LUSAKA, ZAMBIA – It’s 3 p.m. and Mchena, a Zimbabwean sex worker, awaits clients with six others outside a wall-fenced brothel in Chawama, a slum in Zambia’s capital Lusaka.
A man walks in and Mchena, dressed in a short black dress, rushes to meet for negotiations. She speaks with him briefly before leading him to her room.
“What can you do when you can’t find anything to do? We have children that need to survive back home in Zimbabwe. There, even sex work is a hustle,” Mchena says while smoothing her hair after attending to her client.
Mchena is 25 and spoke on the condition that only her last name be used. She is among the Zimbabwean women who have illegally trekked across the border to Zambia, hoping for a better life following economic turmoil in their country.
As illegal immigrants, they say they cannot find employment, and sex work, although illegal, remains their only lucrative business option.
Zimbabwe’s economic crisis has left many to seek economic refuge in other countries. It’s estimated that 2-3 million Zimbabweans have left the country in search of work, with the majority settling in South Africa, according to a 2015 survey of Zimbabwe households funded by the U.K.’s Department for International Development.
The number of Zimbabwean nationals in Zambia is unknown, according to Namati Nshinka, the public relations officer for the Zambia Department of Immigration.
Nshinka says his department receives numerous complaints about the Zimbabwean women’s illegal behavior.
Last December, Zambia’s Department of Immigration arrested and repatriated nine Zimbabwean women alleged to be sex workers in Chawama. Another 93 Zimbabweans, both male and female, were arrested in October. Of the 93 arrested, 73 were repatriated while the other 20 were convicted and sent to Zambian prisons for various offences, Nshinka says.
In 2014, the Zambia Department of Immigration arrested and repatriated 116 suspected Zimbabwean sex workers around Lusaka, he says.
Although sex trade is illegal in Zambia, Nshinka says the Zambia Department of Immigration arrest foreigners purely on immigration transgressions.
“Although sex trade is illegal, that offence is beyond our jurisdiction. We arrest these people purely on immigration matters, but when one is found guilty of any offence, we hand them to the relevant authority to deal with that particular offence,” says Nshinka.
Not even arrest has kept Mchena away. She says she was among the illegal immigrants who were repatriated in 2014, but she returned.
“We will keep coming back, no matter how many times they take us back. There is nothing to do in Zimbabwe, nothing, no money and here business is good, so I came back,” she says.
Mchena has two children who need support.
“I have two children that I left with my mother, they need to eat and cloth,” she says. “So the money I earn, I send some back home.”
Mchena says she charges 20 Zambian kwacha (about $2) for a short time, and sometimes less. Spending a night with a client earns her 70 to 150 kwacha (about $7 to $15) depending on the status of the client.
“On a good day, I make even up to 250 Zambian kwacha (about $25),” she says.

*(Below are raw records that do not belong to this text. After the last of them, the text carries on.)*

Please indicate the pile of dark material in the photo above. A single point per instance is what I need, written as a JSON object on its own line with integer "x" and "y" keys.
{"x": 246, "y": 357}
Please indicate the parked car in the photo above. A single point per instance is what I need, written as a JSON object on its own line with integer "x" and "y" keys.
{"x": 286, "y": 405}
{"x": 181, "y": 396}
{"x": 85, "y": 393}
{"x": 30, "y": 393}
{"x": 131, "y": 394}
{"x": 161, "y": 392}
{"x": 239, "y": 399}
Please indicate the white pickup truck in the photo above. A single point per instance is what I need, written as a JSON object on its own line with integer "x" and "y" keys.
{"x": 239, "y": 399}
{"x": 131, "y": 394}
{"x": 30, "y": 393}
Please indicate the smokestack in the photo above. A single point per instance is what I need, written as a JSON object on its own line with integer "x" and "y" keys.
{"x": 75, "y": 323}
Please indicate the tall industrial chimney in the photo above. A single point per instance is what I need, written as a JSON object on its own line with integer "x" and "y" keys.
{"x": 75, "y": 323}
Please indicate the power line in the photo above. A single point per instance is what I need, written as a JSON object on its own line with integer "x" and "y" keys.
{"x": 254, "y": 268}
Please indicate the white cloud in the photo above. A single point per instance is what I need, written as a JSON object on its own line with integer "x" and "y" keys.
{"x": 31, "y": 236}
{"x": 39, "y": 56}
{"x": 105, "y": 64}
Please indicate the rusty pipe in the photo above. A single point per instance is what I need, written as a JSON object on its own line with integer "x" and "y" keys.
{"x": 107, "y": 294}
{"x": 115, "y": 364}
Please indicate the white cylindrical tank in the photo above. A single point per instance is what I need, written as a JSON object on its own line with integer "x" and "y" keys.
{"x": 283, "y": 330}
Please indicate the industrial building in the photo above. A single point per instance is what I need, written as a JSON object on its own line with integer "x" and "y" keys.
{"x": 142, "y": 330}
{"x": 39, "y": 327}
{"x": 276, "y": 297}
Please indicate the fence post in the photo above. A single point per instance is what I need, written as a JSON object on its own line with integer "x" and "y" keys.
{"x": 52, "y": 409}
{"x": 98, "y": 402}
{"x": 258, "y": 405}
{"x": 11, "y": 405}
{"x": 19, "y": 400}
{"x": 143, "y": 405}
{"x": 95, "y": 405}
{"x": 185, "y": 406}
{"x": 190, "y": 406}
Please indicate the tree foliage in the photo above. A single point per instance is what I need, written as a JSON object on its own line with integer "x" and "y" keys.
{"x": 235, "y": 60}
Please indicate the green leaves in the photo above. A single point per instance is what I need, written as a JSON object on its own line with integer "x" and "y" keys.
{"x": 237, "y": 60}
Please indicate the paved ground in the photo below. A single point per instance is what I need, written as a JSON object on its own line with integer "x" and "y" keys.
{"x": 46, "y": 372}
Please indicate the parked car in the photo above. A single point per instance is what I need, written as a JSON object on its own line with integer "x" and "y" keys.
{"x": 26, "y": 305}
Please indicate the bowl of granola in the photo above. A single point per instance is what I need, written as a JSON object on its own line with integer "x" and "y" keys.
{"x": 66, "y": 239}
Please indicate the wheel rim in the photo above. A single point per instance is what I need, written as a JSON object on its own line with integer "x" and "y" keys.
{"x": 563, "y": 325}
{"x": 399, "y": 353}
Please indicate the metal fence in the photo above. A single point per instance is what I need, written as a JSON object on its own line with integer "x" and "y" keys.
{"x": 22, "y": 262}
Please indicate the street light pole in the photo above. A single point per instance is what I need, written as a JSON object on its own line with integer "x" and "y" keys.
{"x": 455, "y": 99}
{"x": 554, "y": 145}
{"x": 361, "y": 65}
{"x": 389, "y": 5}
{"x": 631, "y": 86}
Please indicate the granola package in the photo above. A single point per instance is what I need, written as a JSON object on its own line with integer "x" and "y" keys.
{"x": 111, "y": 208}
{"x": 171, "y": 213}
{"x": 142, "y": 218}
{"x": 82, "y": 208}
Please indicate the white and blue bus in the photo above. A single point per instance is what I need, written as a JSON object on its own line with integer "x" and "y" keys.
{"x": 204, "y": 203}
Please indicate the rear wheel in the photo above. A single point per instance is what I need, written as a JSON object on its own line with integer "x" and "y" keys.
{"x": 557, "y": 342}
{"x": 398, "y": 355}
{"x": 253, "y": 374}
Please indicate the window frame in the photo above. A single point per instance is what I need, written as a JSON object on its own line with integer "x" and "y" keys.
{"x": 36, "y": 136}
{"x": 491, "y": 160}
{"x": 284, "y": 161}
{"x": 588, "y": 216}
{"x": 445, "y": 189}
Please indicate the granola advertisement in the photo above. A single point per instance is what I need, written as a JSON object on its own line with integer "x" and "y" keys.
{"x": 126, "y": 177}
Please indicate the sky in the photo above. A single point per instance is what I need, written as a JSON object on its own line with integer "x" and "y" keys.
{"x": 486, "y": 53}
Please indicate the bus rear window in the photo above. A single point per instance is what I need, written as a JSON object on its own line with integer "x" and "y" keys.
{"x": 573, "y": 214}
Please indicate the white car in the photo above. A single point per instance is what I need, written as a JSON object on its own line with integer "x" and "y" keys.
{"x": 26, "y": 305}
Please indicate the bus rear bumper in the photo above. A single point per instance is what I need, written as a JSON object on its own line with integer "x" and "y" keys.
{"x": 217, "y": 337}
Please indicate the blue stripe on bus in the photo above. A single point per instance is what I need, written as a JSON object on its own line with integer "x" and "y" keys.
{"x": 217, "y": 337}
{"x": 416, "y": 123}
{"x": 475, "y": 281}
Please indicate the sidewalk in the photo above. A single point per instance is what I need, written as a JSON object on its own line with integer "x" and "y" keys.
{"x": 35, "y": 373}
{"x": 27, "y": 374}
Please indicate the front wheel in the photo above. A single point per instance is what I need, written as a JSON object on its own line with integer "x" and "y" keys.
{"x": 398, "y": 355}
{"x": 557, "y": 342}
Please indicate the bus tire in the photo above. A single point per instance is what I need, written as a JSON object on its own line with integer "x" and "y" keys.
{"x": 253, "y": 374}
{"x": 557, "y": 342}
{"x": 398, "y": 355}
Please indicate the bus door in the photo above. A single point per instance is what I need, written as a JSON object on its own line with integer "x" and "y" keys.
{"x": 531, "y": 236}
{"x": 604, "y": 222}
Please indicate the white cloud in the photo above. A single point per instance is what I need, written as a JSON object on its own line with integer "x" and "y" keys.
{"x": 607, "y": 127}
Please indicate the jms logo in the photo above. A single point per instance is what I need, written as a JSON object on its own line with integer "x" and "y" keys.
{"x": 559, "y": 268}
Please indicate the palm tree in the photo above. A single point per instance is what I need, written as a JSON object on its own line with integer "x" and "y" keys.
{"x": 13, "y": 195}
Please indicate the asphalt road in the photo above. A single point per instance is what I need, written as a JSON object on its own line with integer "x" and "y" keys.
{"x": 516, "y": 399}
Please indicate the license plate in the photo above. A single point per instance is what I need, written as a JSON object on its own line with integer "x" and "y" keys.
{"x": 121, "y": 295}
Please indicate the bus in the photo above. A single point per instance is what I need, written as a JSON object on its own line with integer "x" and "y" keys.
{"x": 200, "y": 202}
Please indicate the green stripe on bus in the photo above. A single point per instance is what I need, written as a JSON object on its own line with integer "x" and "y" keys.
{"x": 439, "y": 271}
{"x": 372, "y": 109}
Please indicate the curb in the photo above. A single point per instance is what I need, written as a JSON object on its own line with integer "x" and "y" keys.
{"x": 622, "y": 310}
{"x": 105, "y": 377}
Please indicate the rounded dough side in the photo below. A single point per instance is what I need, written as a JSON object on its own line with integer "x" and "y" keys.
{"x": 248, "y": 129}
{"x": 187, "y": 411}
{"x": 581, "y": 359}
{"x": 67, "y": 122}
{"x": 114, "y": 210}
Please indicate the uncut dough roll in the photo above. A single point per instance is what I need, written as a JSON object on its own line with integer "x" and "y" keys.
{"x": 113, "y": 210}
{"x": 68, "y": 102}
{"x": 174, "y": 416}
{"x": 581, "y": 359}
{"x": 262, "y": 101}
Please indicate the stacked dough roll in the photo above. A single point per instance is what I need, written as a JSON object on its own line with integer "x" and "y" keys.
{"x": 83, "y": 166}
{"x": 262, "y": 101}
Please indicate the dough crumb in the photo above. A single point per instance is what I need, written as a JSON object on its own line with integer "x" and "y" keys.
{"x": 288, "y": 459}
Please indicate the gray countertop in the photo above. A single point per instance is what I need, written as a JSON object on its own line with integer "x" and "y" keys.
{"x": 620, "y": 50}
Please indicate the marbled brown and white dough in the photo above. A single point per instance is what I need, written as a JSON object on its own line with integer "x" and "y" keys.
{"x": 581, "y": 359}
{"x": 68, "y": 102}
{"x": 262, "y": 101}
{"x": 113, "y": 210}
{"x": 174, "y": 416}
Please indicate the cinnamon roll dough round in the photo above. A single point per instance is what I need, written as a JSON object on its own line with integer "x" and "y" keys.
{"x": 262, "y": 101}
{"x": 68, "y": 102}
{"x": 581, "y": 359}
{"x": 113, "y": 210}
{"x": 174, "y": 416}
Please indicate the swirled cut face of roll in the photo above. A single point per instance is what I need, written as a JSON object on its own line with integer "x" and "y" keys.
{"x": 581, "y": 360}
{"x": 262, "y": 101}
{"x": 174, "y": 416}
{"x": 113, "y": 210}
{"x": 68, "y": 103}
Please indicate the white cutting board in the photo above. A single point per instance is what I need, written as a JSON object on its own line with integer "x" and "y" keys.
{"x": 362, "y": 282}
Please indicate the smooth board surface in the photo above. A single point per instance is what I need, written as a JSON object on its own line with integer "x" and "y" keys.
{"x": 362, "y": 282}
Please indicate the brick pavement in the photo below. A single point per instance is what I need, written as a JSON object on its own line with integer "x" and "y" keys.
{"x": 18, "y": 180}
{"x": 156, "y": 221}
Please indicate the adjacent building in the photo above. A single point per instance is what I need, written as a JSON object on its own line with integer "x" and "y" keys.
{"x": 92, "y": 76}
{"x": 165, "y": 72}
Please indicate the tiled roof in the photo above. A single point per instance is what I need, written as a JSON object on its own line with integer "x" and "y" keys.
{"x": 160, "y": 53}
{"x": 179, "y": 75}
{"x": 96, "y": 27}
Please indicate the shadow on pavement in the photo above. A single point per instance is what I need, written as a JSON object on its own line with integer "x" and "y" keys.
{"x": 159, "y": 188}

Mchena’s client, who refused to be named for this article, says he was a regular at the brothel because the Zimbabweans were reasonably cheap and had a different approach to sex.
“They treat you well and give you the best at a reasonable fee, you can even negotiate,” he says. “If you spend a night, they will give you a nice massage before you leave, hence you leave feeling refreshed.”
Another sex worker, Tatenda, who spoke on condition that her last name be withheld, said she left Zimbabwe last year because business was so bad in Zimbabwe.
“I became a sex worker right there in Zimbabwe, but it was tough. There is no money. I could hardly earn anything so I had to move to another country. That is how I found myself here,” she says.
Sex trade for the Zimbabwean women has not been without hurdles in Zambia, but there is money to be made here, she says.
“We are insulted in these communities,” says Mhowa, who also asked that only her last name be used to conceal her identity.
“The local sex workers feel we have taken over their business, hence they report us to immigration. We are ever running away from police and immigration officers. It is difficult to even trust anyone around us,” she says.
Nshinka warns Zambians against aiding foreigners who are in the country illegally. Those arrested face a jail sentence of at least two years, he says, under the Immigration and Deportation Act of 2010, Chapter 46, subsection 1.
Mirriam Sakala, coordinator of the Tasintha Programme, an organization that rehabilitates sex workers, says her group has an obligation to report foreign sex workers to the immigration department.
“We don’t aid any foreign sex workers,” Sakala says. “What we do is report such cases to immigration department because normally these people are in the country illegally, and even if they were here legally, sex work is illegal in this country,” says Sakala.
Mchena says she plans to return to Zimbabwe.
“I think of finding enough money to start a business back home in Zimbabwe, but again who will buy my products? No one has money in Zimbabwe,” she says. “For now we have no option but keep eluding law enforcers here.”